19.8.1 Common configuration mistakes
Some common HA configuration mistakes are listed here:
-
Disk configuration is not valid.
-
VCS or SCS: If a resource cannot be probed, there is something wrong with the configuration. If a disk cannot be probed, the disk might no longer be accessible by the operating system.
-
Test the disk configuration manually and confirm against HA products documentation that the configuration is appropriate.
-
-
The disk is in use and cannot be started for the HA resource group.
Always check that the disk is not activated before starting the HA resource group.
-
WSFC network configuration is not valid.
If network traffic is flowing across multiple NIC cards, RDP sessions fail when activating programs that consume a large amount of network bandwidth, such as the NNMi ovjboss process.
-
Some HA products do not restart automatically at startup.
Review the HA product documentation for details about how to configure automatic restart at startup.
-
NFS or other access is added directly to the OS.
The resource group configuration must manage this behavior.
-
Being in the shared disk mount point during a failover or when the HA resource group is being placed offline.
HA kills any processes that prevent the shared disk from being unmounted.
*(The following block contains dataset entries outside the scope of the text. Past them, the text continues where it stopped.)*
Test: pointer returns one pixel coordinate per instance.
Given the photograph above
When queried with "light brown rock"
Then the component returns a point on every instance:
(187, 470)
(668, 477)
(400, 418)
Move to a different directory when a failover occurs or when the resource group becomes offline.
-
Reusing the HA cluster virtual IP address as the HA resource virtual IP address.
This works on one system and not the other. Configure different IP addresses to each system.
-
Timeouts are too frequent.
If the products are misbehaving, the HA product might timeout the HA resource and cause a failover.
In WSFC, check the value of the Time to wait for resource to start setting. NNMi sets this value to 15 minutes, but you can increase it.
-
Maintenance mode is not being used.
Maintenance mode was created for debugging HA failures. If you attempt to bring a resource group online on a system and it fails over shortly thereafter, use the maintenance mode to keep the resource group online to see what is failing.
-
Cluster logs are not being used.
Cluster logs can show many common mistakes.